# Dio Has Passed Away



## immortalgropher (Feb 16, 2010)

=(.

RIP.:hissyfit:

"Today my heart is broken, Ronnie passed away at 7:45am 16th May. Many, many friends and family were able to say their private good-byes before he peacefully passed away. Ronnie knew how much he was loved by all. We so appreciate the love and support that you have all given us. Please give us a few days of privacy to deal with this terrible loss. Please know he loved you all and his music will live on forever." - Wendy Dio

http://www.ronniejamesdio.com/


----------



## tcarcio (Jun 27, 2007)

I can't believe it. I didn't even know he was sick. I loved Dio growing up and have most of his music. So sad..........RIP Ronnie.:sad:


----------



## marcomambretti (Dec 6, 2010)

R.I.P Ronnie
One of the best hard rock singers, great composer, and good man.

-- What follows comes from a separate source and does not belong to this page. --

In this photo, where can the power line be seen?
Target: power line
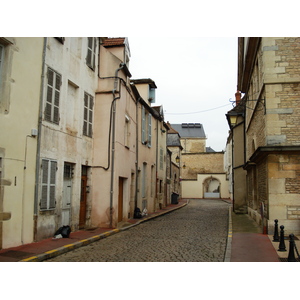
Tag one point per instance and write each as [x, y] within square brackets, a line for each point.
[197, 112]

Now he is a raimbow in the dark...


----------



## 123loomis (Feb 4, 2010)

he was truly one of the greats will all miss ya ronnie holy diver will never die.


----------



## ironglen (Mar 4, 2009)

tcarcio said:


> I can't believe it. I didn't even know he was sick. I loved Dio growing up and have most of his music. So sad..........RIP Ronnie.:sad:


He was undergoing chemo and took a turn for the worse really quick. 

Holy Diver was one of my first metal albums and I felt it was his best with Dio. I just loved the guitar work by Vivian Campbell, and the album hadn't a bad track on it- only good ones and great ones: a rarity for sure for a musician of any genre.


----------